Cost-efficiency, value for money, and focusing on core services were topics of discussion when Waimakariri District Council discussed next years Draft Annual Plan in October.
Mayor Dan Gordon opened the workshop saying the Council were in alignment with the direction from the Central Government to focus on good quality local infrastructure, core services, and rates restraint.
The Draft Annual Plan takes place in Year 2 of the recently adopted Long Term Plan (LTP) which had rates for the coming year increasing at a proposed 4.8%.
“I am committed to seeing us deliver what we said we would through the LTP and this workshop is an opportunity to discuss and further investigate ways we can get better value for money and deliver the services the community wants,” said Mayor Gordon.
Chief Executive Jeff Millward outlined the economic situation facing both the community and Council.
“As expected there are no significant changes since last year and staff have been instructed to review their programmes to see if we can get better value for money so services can be kept consistent,” said Millward.
“The community is still facing cost-of-living pressure – the consumer price index has been running high for the past year and mortgage rates, while dropping, remain high.

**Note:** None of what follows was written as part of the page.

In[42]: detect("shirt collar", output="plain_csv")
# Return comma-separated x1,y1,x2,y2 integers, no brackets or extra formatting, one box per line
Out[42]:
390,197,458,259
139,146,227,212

“The same cost pressures facing households are also affecting the Council and this is what is driving cost pressures on Council budgets for the coming year which will make it a challenge to stay near the 4.8% signalled.”
These pressures include:
- Asset values (roads, reserves, water plants etc) have increased which increases the costs of depreciation (money put aside for asset maintenance and replacement)
- A number of costs such as electricity and insurance costs have skyrocketed
- There has also been a drop in the Government share of roading infrastructure. Lower than anticipated NZ Transport Agency Funding left the Council with a $13.5m gap.
The Council also discussed their finances at a high level.
Revenue sits at approximately $150m per year, with debt around $200m. This is a 1.3: 1 debt to income ratio and well under the Government threshold for a growth council. This is also backed up by community-owned assets (roads, reserves, water plants etc) valued at approximately $200b.
For a household comparison, mortgage borrowing in New Zealand is capped at a 6:1 debt to income ratio (for owner occupiers), many of whom have their home as their major asset. This common debt ratio is 2.4 times higher than Council’s self-imposed limit and 4.5 times higher than Council’s debt currently.
Council's financials are also audited annually by Audit NZ and Credit rating agency Standard and Poor's has recently reconfirmed its AA long-term and A-1+ short-term credit rating with a stable outlook for the Council. For comparison, New Zealand retail banks ANZ and BNZ both have a Standard & Poor's Rating of AA-.
“The upcoming Annual Plan recognises expected changes to the Local Government Act which prioritises good quality local infrastructure and core services and well as legislation to bring in things such as revenue capping to noncore activities,” says Mayor Gordon.
“Our Council is a financially prudent one and our finances show this. We’ve had the lowest rates increases in the Greater Christchurch area for many years now and shown restraint throughout Covid-19 and in the years since, and we’ve achieved this by considering the impact on the community first and foremost. We’ve also done this without compromising our position as a high-growth Council that’s attractive to move to, and our residents are happy with the services the Council offers.
“To stay near our signalled increase of 4.8% all items are open to be investigated.”
Budget meetings, where Councillors go line-by-line through each activity, take place in late January. The Draft Annual Plan will be open for public comment in March 2025.